Nyeri kemaluan pria dapat disebabkan oleh glansitis, orkitis, dan abses prostat.
1. Peradangan kelenjar: sebagian besar disebabkan oleh peradangan pada area kelenjar karena faktor-faktor seperti trauma, iritasi atau infeksi. Secara klinis, sebagian besar pasien akan mengalami eritema dan edema lokal, nyeri, dll. Nyeri kemaluan pria dapat disebabkan oleh kelenjar.
2. Testisulitis: biasanya disebabkan oleh infeksi bakteri dan virus, kebanyakan pasien menunjukkan nyeri dan pembengkakan testis, nyeri yang menjalar, nyeri tekan dan sebagainya. Akibatnya, hal ini juga dapat menyebabkan terjadinya gejala nyeri pada kemaluan pria.
3. Abses prostat: biasanya merupakan komplikasi dari prostatitis akut, uretritis dan epididimitis, yang sebagian besar disebabkan oleh infeksi mikroorganisme patogen.
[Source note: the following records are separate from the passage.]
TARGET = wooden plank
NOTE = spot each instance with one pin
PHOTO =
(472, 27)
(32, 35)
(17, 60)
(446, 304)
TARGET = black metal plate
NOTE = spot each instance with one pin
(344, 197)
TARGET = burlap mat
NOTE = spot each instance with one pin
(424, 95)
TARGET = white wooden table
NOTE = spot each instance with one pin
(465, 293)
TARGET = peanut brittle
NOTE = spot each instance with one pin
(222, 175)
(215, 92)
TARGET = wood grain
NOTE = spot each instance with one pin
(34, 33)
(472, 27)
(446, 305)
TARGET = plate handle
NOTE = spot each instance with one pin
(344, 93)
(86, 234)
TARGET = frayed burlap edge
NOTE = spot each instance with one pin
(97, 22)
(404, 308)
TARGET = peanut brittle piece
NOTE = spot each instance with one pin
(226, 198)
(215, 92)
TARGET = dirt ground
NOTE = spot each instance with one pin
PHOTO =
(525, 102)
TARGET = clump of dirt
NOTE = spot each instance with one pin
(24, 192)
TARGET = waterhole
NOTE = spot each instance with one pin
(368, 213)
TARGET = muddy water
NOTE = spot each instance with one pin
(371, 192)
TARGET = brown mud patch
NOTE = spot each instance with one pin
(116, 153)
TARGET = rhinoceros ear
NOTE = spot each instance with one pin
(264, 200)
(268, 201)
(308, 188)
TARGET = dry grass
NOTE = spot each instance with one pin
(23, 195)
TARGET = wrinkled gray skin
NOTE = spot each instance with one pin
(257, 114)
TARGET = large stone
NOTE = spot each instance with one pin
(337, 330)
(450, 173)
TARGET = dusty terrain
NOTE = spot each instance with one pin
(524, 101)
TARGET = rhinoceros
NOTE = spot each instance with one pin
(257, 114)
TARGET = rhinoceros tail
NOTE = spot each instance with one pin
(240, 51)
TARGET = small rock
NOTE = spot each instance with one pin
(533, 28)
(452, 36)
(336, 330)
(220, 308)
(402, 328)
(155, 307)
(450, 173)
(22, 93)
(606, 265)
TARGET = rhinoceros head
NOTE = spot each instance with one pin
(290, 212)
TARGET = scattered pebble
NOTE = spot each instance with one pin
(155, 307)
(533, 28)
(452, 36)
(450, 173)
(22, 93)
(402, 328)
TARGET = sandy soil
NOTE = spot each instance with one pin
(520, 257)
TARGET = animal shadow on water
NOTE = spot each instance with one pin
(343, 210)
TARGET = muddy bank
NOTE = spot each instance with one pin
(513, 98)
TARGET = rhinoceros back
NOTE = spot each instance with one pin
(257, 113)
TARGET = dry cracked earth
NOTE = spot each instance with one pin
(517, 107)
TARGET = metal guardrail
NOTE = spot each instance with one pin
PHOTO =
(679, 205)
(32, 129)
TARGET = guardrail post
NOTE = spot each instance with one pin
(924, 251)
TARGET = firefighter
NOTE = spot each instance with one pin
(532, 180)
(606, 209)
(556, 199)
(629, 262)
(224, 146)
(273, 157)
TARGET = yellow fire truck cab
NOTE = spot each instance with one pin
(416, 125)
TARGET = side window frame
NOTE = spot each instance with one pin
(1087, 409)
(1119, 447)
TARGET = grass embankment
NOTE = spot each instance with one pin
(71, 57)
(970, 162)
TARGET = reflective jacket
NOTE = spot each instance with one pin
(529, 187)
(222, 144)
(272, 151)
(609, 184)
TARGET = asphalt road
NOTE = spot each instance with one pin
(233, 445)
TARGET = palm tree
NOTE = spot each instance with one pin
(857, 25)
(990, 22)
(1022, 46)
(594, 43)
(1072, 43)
Rasa sakitnya jelas terlihat pada awal penyakit dan akan menjalar ke area kemaluan, mengakibatkan kemerahan, bengkak dan nyeri pada testis dan gejala lainnya. Oleh karena itu, ada kemungkinan abses prostat menyebabkan nyeri kemaluan pada pria.
Singkatnya, pasien disarankan untuk pergi ke rumah sakit untuk pemeriksaan yang relevan pada waktunya untuk mengklarifikasi penyebab penyakit dan target pengobatan.